En la previa hubo propaganda negativa sobre los colonos, presentándolos como “comunistas” que iban a atacar Oberá. El número de víctimas es impreciso pero se sabe que hubo por lo menos cuatro muertos-entre ellos una chiquita de catorce años de edad-, varios heridos, mujeres violadas y algunos prisioneros.

La campaña para olvidar lo ocurrido fue eficaz durante décadas. ¿Por qué olvidar? Entre los comerciantes que promovieron la masacre estaban apellidos que sus descendientes intentan aún hoy mantener impolutos.

Argumento sin gollete porque uno no puede hacerse cargo de algunas cosas que hicieron sus padres o abuelos.
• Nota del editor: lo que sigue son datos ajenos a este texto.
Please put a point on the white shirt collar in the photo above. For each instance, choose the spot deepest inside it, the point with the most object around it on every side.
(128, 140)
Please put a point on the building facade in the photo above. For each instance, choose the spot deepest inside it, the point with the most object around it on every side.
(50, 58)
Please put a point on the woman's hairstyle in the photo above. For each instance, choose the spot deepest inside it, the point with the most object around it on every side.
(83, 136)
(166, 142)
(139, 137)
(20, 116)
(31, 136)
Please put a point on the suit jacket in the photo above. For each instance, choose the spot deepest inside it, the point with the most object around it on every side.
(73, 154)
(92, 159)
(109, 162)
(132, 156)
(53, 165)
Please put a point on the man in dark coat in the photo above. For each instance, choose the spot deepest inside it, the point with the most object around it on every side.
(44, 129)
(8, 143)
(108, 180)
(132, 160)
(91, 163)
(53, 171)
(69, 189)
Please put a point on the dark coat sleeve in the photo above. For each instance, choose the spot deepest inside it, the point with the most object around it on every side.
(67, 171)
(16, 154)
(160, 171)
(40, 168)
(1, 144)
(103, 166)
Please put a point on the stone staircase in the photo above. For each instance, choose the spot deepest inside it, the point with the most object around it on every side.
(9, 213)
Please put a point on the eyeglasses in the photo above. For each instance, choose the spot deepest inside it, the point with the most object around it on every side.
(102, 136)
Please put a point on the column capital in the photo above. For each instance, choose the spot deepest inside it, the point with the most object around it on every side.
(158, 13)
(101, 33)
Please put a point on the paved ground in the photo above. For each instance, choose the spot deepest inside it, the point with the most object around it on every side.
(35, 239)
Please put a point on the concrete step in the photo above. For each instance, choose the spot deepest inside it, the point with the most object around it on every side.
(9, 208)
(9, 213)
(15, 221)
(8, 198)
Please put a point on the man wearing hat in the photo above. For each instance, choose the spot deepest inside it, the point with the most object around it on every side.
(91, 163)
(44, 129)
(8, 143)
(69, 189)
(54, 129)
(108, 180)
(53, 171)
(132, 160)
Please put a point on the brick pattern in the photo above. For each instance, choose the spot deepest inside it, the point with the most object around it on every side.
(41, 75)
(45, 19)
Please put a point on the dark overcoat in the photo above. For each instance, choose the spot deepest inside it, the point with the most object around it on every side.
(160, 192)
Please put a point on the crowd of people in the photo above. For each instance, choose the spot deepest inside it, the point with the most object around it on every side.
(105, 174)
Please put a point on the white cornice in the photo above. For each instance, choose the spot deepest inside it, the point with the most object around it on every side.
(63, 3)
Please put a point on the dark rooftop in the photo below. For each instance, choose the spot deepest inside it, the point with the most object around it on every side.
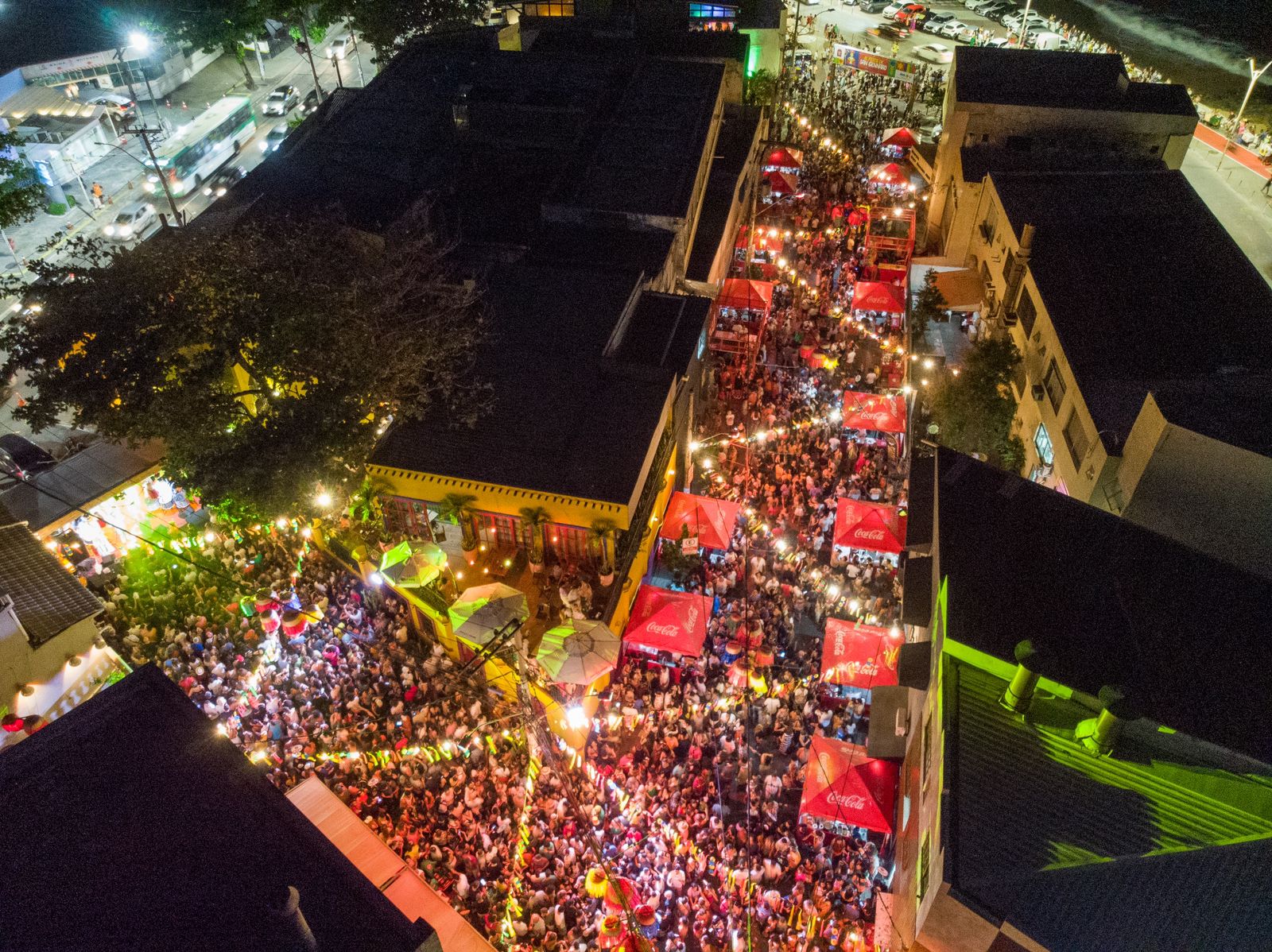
(142, 829)
(1146, 292)
(1183, 634)
(728, 165)
(1060, 80)
(46, 599)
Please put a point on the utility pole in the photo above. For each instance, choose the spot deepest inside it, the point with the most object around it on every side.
(1237, 123)
(163, 180)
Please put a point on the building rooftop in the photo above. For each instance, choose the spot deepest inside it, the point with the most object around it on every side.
(1061, 844)
(1060, 80)
(1148, 292)
(143, 829)
(1183, 634)
(46, 599)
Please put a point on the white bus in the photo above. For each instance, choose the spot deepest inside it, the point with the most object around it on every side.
(201, 146)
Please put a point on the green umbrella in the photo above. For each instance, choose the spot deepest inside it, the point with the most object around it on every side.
(579, 655)
(485, 609)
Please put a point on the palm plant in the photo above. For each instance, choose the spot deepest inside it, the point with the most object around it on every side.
(537, 519)
(458, 510)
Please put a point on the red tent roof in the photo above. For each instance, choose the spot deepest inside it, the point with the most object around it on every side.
(856, 655)
(843, 784)
(785, 158)
(667, 621)
(890, 173)
(871, 411)
(869, 525)
(712, 521)
(900, 136)
(744, 294)
(877, 295)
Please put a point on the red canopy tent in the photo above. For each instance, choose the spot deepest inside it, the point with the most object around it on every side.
(871, 411)
(667, 621)
(782, 158)
(860, 656)
(846, 786)
(744, 294)
(890, 173)
(710, 521)
(877, 295)
(869, 525)
(900, 136)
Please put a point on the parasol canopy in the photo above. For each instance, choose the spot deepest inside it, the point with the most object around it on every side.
(869, 411)
(869, 525)
(579, 655)
(890, 173)
(846, 786)
(900, 136)
(485, 609)
(710, 521)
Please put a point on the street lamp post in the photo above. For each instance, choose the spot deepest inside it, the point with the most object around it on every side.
(1256, 72)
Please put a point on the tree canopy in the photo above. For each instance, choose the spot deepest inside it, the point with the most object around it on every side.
(975, 408)
(21, 193)
(269, 360)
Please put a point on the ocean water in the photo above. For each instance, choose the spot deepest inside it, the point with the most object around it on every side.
(1202, 44)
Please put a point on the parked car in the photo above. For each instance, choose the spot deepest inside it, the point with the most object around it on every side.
(281, 101)
(273, 139)
(220, 180)
(131, 223)
(118, 106)
(22, 458)
(935, 52)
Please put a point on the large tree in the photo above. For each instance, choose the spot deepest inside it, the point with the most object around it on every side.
(21, 192)
(269, 358)
(975, 407)
(388, 25)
Pero con fuerza suficiente para mentalidades que creen pertenecer a una casta que los convierte en una suerte de obereños de primera clase.
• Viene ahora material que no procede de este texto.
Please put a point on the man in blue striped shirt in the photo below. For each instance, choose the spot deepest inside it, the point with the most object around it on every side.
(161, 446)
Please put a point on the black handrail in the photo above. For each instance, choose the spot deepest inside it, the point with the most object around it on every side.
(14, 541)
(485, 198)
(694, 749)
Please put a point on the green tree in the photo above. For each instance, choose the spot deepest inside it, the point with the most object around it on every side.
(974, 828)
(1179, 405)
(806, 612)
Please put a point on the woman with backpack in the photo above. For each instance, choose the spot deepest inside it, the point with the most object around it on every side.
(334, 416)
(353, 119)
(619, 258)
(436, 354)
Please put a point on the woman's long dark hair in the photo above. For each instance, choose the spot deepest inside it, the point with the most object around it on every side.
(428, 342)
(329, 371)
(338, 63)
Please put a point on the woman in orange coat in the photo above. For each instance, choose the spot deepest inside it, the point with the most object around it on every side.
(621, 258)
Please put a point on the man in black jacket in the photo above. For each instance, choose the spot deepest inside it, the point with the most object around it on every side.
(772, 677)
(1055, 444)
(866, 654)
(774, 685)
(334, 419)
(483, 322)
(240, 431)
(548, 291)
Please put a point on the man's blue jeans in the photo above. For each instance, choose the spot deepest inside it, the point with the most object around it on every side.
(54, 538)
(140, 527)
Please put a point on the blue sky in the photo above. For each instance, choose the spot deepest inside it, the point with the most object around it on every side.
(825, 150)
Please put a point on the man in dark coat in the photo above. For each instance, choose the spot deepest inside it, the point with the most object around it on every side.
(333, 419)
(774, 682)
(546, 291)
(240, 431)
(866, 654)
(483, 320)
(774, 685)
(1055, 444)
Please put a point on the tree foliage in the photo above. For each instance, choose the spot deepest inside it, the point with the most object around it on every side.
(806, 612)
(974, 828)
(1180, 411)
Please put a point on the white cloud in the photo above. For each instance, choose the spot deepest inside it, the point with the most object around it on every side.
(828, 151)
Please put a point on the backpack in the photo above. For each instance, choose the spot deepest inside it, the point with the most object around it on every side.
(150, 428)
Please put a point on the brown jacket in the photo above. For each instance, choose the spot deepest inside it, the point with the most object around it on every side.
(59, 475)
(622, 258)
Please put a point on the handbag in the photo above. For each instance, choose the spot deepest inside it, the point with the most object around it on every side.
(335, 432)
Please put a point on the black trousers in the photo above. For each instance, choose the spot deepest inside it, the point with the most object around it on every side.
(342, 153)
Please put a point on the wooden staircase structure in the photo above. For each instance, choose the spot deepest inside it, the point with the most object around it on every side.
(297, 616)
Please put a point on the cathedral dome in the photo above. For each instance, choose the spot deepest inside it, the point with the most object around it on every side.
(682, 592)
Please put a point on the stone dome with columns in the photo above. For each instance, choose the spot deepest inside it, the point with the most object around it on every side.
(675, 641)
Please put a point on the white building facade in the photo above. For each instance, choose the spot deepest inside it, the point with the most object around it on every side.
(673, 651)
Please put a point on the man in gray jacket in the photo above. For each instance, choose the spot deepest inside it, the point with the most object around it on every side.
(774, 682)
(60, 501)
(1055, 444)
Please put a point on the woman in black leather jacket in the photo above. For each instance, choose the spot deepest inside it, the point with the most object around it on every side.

Historiadores como el fallecido Enrique Gualdoni Vigo, autor de una reseña histórica que el municipio convirtió en oficial, amputaron lo perpetrado en el omega del verano del 36. Esa historia oficial (ista) se enseña en las escuelas.
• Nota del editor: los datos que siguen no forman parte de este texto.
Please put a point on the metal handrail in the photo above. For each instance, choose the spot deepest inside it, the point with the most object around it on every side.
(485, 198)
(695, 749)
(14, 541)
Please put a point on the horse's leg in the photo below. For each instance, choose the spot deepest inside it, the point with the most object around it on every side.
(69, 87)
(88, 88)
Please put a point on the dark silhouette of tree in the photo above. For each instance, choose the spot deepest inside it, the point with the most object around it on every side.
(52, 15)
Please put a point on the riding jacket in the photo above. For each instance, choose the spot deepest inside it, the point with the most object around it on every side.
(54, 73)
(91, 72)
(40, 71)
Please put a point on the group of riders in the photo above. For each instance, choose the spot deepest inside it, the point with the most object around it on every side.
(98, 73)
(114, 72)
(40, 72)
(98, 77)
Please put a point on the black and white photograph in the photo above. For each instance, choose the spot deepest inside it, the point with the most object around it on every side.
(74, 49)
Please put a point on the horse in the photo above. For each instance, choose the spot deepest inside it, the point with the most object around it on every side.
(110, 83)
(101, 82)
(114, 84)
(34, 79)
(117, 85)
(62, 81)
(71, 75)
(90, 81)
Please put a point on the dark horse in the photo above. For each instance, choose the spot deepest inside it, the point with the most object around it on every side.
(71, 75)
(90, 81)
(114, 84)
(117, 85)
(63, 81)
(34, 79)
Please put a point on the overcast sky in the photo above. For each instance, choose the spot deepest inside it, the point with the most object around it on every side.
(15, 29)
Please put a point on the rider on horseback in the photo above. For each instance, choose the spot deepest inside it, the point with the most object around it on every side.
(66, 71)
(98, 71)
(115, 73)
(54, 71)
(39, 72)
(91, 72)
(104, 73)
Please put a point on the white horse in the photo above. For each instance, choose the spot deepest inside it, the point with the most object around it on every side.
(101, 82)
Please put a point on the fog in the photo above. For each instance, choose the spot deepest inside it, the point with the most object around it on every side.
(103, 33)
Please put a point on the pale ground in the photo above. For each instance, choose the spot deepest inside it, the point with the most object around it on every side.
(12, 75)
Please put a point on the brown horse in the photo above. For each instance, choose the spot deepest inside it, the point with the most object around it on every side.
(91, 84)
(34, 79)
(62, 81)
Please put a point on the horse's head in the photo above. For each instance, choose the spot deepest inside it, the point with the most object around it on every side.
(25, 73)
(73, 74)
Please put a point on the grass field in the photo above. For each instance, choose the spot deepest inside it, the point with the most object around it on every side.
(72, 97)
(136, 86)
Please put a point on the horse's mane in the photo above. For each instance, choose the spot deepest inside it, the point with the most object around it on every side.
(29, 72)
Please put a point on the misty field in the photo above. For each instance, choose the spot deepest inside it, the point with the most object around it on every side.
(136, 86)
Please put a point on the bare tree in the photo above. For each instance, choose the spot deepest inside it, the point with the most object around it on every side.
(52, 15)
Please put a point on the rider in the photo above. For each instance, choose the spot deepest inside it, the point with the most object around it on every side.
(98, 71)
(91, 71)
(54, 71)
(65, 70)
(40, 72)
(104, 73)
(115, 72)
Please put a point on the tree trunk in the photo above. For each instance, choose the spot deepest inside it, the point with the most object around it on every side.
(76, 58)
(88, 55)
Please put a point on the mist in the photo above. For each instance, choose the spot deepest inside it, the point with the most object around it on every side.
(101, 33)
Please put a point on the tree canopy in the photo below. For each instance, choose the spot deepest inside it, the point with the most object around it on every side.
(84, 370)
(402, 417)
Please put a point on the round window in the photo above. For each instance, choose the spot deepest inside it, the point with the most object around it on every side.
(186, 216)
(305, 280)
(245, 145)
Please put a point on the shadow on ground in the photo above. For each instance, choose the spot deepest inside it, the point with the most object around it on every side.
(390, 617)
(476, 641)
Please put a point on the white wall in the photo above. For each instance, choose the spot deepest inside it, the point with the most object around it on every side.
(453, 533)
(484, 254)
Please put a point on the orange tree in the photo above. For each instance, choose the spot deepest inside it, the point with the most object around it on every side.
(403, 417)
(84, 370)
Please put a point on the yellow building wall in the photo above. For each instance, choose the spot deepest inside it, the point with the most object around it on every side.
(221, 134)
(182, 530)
En 1994 docentes y alumnos de la Facultad de Arte de la Universidad Nacional de Misiones, con sede en Oberá, pintaron un mural en la terminal de ómnibus, evocando la masacre.

Una década después, el intendente Rindfleisch mandó a pintar, ergo tapar, ergo borrar, ergo matar, el mural, la verdad y la memoria. Esto nos lo contó hace años en FM Oxígeno la docente Severa Barrios. En esos días el tema era absolutamente tabú.

En 2002 la historiadora Silvia Andrea Waskiewicz publicó “La masacre de Oberá”, impreso por la Editorial Universitaria de la UNAM, la universidad pública misionera. El texto es imperdible para quién pretenda profundizar sobre el episodio. Pero no se enseña en las escuelas.

Desmalezando, de a poco, con aportes como el de Severa Barrios y hablando mucho y en alguna radio, la masacre dejó de ser tabú. De hecho, en 2011,  hasta se filmó un documental (“Quieta, non movere”, que en español significa “no agitar lo que está quieto”) que se exhibió en Oberá con la presencia de su realizador, “Lucho” Bernal, en el marco del festival “Oberá en cortos”. Como cruel paradoja, invitado y en primera fila, estuvo presente el alcalde Ewaldo Rindfleisch. El mismo que había mandado a borrar el mural recordatorio que los artistas locales pintaron en la vieja terminal.

De la masacre se cumplieron ayer, ochenta y dos años.

“Pinta tu aldea y pintarás el mundo”, escribió León Tolstoi.

Poder pintar a Oberá llevó demasiado tiempo.